The issue is further compounded by the fact that the simplicity of IP network operations comes from a more uniform, layered approach to network architecture. It’s the interaction between the layers of the network that creates significant complexity. For example, routine services can run on an IP (and/or Ethernet) network, while high-QoS services are assigned to special routes. These services ride on the underlying logical transport network (ring or mesh), which in turn rides on the underlying optical infrastructure. For planning teams, the effect of traffic on each layer must be taken into account in the other layers. This situation is made even more complex when reliability and disaster scenarios come into play, as backup resources must be made available at each layer in the hierarchy.

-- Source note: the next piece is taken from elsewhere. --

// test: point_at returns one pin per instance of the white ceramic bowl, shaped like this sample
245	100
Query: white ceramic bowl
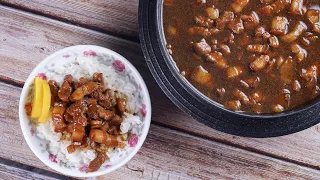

Traditionally, network planning was performed on a domain-by-domain (i.e., transport, access, etc.) and isolated basis. Network Resource Planning has adapted to address the shared-fabric nature of IP networks by integrating planning across domains. Network planners have a much more powerful tool in Network Resource Planning for leveraging all of the strengths of the various domains in comprehensive master plans. Over the next five years, the vast majority of tier-1 and -2 service providers are expected to shift to convergent network planning systems to handle the complexity of these networks, as well as reduce CAPEX and operational costs.